I read in the news that the supervolcano
in the Phlegraean Fields near Naples
is sputtering dangerously awake. It's not even
melodrama. A massive eruption would plunge
the whole world into a global winter that would mean
game over. In Dante's Inferno, hell is a series of nine
concentric circles descending into the bowels
of the earth. Lucifer's trapped in the deepest one:
an ice pit, no warmth, no sun. The Roman poet Virgil
is Dante's psychopomp— a kind of usher, a conductor
of souls into the afterlife. At first I thought they
entered this realm by boat, through the crater lake
of a volcano. But when I reviewed the passage,
at the start of his journey Dante is lost in a dark
wood. Then he and his guide enter the vestibule of hell,
before Charon picks them up in his ferry. I can appreciate
these little touches— how, even as he must have felt his
world (like ours) to be falling apart, vestibule conveys
a semblance of order, keeps some of the horrors at bay.
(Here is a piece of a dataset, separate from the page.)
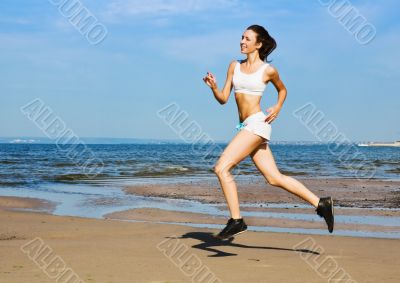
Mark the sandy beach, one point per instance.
(106, 250)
But It's also a reminder: so much evil is running around
right now, dressed in tuxedos and driving expensive electric
cars, preaching uncivility as virtue, burning books.
No one knows what's going to happen. But even if it means
climbing over Satan's frozen rump and genitals with Dante
and Virgil, I want to finish the course, ascend the last
hill and come out of this doomscape, back into the light.